Mars colonists could create a carbon dioxide plasma in order to supply oxygen to their settlement(s):
The atmosphere on Mars is 96 per cent carbon dioxide, says Vasco Guerra at the University of Lisbon in Portugal. This can be split to extract breathable oxygen and carbon monoxide, a fuel that could give us a "gas station on the Red Planet", he says. He and his team calculate that creating a carbon dioxide plasma — a mush of ions made by passing an electric current through a gas — could split carbon dioxide from oxygen more easily on Mars than on Earth.
The lower atmospheric pressure on Mars would allow us to create plasmas without the vacuum pumps or compressors necessary on Earth. Also, the temperature of around -60°C is just right to let the plasma more easily break one of the chemical bonds that keeps carbon and oxygen tightly bound, while preventing the carbon dioxide from re-forming.
For now, this is largely theoretical, but they say such a system needing only 150 to 200 Watts for 4 hours each 25-hour Mars day could produce 8 to 16 kilograms of oxygen. "The International Space Station currently consumes oxygen in the range of 2 to 5 kilograms per day, so this would be enough to support a small settlement," says Guerra.
The case for in situ resource utilisation for oxygen production on Mars by nonequilibrium plasmas (open, DOI: 10.1088/1361-6595) (DX)
(Score: 0) by Anonymous Coward on Friday October 27 2017, @02:38PM (2 children)
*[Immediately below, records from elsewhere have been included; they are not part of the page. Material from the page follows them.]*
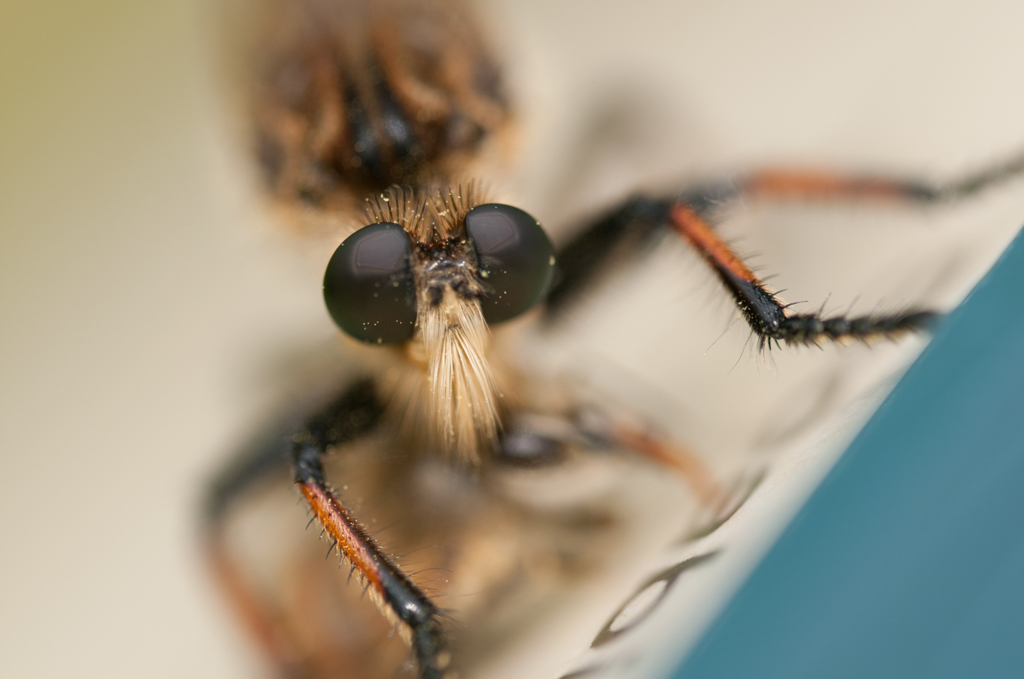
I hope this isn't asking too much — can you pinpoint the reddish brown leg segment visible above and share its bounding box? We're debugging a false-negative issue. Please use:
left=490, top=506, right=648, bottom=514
left=205, top=381, right=450, bottom=679
left=545, top=154, right=1024, bottom=329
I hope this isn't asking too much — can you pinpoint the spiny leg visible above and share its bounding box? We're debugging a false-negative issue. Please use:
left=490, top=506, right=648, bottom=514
left=203, top=381, right=447, bottom=679
left=202, top=413, right=305, bottom=678
left=545, top=150, right=1024, bottom=346
left=291, top=383, right=451, bottom=679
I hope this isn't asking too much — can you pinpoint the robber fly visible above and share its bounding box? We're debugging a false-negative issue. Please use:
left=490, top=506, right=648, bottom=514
left=205, top=0, right=1024, bottom=679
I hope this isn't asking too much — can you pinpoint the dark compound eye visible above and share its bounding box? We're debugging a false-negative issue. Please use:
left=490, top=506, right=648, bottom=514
left=324, top=223, right=416, bottom=344
left=466, top=203, right=555, bottom=323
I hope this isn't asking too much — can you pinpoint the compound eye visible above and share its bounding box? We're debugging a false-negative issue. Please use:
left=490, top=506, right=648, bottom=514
left=324, top=222, right=416, bottom=344
left=466, top=203, right=555, bottom=324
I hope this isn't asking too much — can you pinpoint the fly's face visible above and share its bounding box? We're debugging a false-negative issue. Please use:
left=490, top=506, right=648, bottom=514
left=324, top=183, right=555, bottom=463
left=205, top=0, right=1024, bottom=679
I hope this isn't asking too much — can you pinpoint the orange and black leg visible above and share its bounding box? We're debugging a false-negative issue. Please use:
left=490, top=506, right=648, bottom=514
left=546, top=151, right=1024, bottom=346
left=204, top=381, right=450, bottom=679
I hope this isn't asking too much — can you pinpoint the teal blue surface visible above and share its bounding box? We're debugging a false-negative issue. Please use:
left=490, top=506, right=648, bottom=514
left=673, top=228, right=1024, bottom=679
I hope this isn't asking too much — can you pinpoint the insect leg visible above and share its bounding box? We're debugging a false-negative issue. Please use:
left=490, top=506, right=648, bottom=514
left=291, top=382, right=451, bottom=679
left=204, top=381, right=447, bottom=679
left=202, top=417, right=303, bottom=677
left=546, top=151, right=1024, bottom=346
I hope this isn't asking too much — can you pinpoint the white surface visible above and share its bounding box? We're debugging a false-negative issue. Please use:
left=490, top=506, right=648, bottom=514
left=6, top=0, right=1024, bottom=678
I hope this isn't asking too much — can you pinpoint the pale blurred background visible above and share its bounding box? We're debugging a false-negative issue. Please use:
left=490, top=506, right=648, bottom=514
left=6, top=0, right=1024, bottom=678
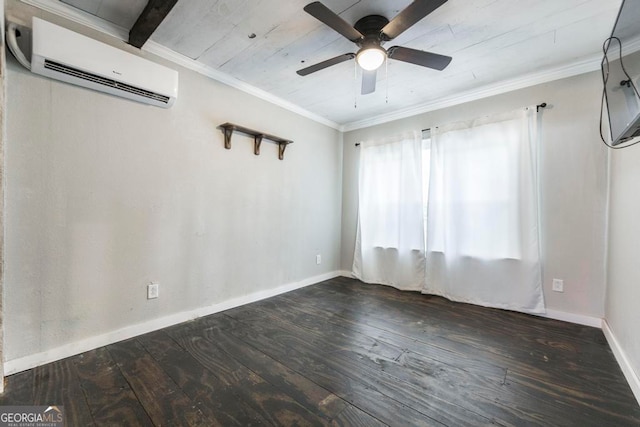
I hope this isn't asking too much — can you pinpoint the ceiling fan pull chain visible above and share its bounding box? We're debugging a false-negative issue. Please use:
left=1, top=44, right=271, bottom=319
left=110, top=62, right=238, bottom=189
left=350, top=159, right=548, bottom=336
left=353, top=61, right=358, bottom=109
left=384, top=58, right=389, bottom=104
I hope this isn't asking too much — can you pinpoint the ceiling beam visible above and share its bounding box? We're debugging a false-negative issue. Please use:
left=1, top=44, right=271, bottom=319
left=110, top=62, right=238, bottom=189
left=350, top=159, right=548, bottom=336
left=129, top=0, right=178, bottom=49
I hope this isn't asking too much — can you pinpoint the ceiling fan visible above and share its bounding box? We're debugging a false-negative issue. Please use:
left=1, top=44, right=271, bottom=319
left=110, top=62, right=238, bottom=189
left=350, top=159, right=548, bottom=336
left=297, top=0, right=452, bottom=95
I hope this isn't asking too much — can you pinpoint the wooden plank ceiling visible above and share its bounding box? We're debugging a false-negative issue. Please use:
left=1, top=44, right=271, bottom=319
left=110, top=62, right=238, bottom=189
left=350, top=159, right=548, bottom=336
left=57, top=0, right=621, bottom=124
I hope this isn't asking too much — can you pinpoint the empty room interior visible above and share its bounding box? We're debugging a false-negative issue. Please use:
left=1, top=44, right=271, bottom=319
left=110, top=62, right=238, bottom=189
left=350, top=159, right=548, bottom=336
left=0, top=0, right=640, bottom=426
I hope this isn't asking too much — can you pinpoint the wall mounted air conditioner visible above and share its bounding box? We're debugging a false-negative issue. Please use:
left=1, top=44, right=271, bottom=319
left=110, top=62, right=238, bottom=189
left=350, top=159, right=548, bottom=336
left=25, top=17, right=178, bottom=108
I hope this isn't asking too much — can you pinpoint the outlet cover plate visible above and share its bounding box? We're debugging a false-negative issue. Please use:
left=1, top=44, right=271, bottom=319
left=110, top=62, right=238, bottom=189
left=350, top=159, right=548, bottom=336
left=552, top=279, right=564, bottom=292
left=147, top=283, right=160, bottom=299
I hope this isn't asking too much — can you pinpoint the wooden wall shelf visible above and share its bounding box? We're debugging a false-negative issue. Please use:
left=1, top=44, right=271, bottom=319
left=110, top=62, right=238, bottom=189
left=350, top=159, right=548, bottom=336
left=220, top=123, right=293, bottom=160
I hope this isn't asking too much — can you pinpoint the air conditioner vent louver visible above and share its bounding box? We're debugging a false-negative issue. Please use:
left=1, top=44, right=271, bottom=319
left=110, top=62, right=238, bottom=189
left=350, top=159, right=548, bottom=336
left=31, top=16, right=178, bottom=108
left=44, top=59, right=169, bottom=104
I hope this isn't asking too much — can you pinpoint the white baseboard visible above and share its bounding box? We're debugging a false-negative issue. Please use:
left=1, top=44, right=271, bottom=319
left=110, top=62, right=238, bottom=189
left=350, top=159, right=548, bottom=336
left=4, top=271, right=342, bottom=375
left=538, top=309, right=603, bottom=329
left=337, top=270, right=603, bottom=328
left=602, top=319, right=640, bottom=404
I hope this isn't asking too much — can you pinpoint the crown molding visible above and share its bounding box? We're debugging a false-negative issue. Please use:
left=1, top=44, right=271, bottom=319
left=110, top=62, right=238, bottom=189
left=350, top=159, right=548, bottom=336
left=20, top=0, right=129, bottom=41
left=143, top=40, right=342, bottom=130
left=340, top=37, right=640, bottom=132
left=341, top=56, right=601, bottom=132
left=20, top=0, right=640, bottom=132
left=20, top=0, right=341, bottom=130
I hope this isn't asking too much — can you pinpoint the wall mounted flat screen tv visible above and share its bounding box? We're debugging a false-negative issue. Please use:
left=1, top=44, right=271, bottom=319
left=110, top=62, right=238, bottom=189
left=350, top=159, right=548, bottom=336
left=601, top=0, right=640, bottom=145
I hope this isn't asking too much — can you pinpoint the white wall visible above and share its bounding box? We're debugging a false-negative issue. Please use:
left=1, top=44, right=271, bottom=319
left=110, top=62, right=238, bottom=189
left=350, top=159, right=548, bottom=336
left=342, top=72, right=607, bottom=319
left=4, top=2, right=342, bottom=368
left=605, top=145, right=640, bottom=401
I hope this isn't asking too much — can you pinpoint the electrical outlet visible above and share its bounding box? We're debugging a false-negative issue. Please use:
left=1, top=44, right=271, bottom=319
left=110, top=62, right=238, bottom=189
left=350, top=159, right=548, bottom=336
left=147, top=283, right=160, bottom=299
left=552, top=279, right=564, bottom=292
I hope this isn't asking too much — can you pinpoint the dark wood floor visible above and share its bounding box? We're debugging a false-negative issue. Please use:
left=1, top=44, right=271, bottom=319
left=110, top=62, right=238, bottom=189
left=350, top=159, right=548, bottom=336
left=0, top=278, right=640, bottom=426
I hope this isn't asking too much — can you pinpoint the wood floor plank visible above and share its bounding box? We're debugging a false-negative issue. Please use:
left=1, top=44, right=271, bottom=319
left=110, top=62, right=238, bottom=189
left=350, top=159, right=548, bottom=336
left=225, top=312, right=522, bottom=425
left=107, top=339, right=212, bottom=426
left=0, top=369, right=35, bottom=406
left=331, top=405, right=387, bottom=427
left=160, top=328, right=328, bottom=426
left=172, top=322, right=349, bottom=419
left=72, top=347, right=153, bottom=426
left=0, top=277, right=640, bottom=427
left=139, top=331, right=270, bottom=426
left=32, top=359, right=94, bottom=426
left=285, top=285, right=628, bottom=400
left=208, top=312, right=489, bottom=425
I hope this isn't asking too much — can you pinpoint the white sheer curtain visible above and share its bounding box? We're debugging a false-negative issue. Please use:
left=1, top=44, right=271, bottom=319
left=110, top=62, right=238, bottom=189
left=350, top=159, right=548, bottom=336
left=423, top=107, right=545, bottom=313
left=353, top=131, right=426, bottom=291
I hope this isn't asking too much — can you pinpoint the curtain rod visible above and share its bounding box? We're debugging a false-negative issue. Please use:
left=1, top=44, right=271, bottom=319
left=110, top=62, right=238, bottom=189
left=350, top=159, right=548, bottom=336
left=355, top=102, right=547, bottom=147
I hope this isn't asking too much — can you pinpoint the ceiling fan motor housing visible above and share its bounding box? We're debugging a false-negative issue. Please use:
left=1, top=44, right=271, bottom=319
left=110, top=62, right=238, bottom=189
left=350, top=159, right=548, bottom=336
left=353, top=15, right=389, bottom=45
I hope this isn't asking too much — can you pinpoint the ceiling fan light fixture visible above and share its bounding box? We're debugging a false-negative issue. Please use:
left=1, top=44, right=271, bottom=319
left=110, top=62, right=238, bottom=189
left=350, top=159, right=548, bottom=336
left=356, top=46, right=387, bottom=71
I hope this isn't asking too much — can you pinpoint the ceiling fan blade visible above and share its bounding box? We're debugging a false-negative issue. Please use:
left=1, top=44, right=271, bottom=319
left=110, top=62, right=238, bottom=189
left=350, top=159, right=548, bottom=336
left=361, top=70, right=377, bottom=95
left=296, top=53, right=356, bottom=76
left=382, top=0, right=447, bottom=40
left=304, top=1, right=364, bottom=42
left=387, top=46, right=453, bottom=71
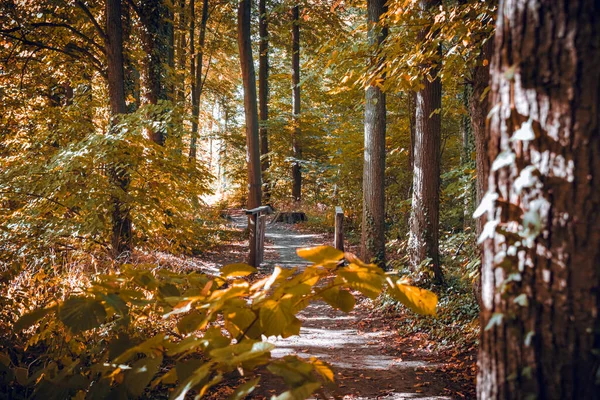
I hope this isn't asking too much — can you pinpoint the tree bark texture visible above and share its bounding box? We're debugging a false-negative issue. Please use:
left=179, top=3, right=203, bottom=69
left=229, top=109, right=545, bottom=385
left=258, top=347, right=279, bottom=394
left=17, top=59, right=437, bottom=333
left=258, top=0, right=271, bottom=203
left=175, top=0, right=187, bottom=103
left=238, top=0, right=262, bottom=208
left=409, top=0, right=443, bottom=283
left=477, top=0, right=600, bottom=399
left=361, top=0, right=387, bottom=267
left=469, top=38, right=494, bottom=235
left=189, top=0, right=208, bottom=161
left=138, top=0, right=173, bottom=146
left=105, top=0, right=132, bottom=258
left=292, top=5, right=302, bottom=201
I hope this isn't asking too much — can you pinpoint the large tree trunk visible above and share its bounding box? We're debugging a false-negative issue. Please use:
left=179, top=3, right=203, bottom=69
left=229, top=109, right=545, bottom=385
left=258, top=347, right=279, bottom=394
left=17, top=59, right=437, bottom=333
left=469, top=38, right=494, bottom=241
left=292, top=5, right=302, bottom=201
left=409, top=0, right=443, bottom=283
left=477, top=0, right=600, bottom=399
left=189, top=0, right=208, bottom=161
left=105, top=0, right=132, bottom=258
left=238, top=0, right=262, bottom=208
left=361, top=0, right=387, bottom=267
left=258, top=0, right=271, bottom=203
I don't think "toxin" covers it for me when I think about CO.
I think of "toxin" as something where I shouldn't spill it or it will burn my skin.
if a CO container is broken, it means you lose many red-blood cells with every breath (and I'm not sure how many breaths you can take untill you lose all of them). and you need time to make others.
(Score: 0) by Anonymous Coward on Friday October 27 2017, @03:01PM (1 child)
Right, and this is where we get to the basics of toxicology. Doses is important in toxicity of a substance (solid, liquid or gas). 5 beers might give you a head ache the day after, someone shoving 1 litre of 70% ethanol through your throat could very well kill you.
(Score: 2) by c0lo on Friday October 27 2017, @03:28PM
Using a shovel on my throat will likely kill me no matter what it's loaded with.
Unless, of course, they'll be using only a small dose of that shovel.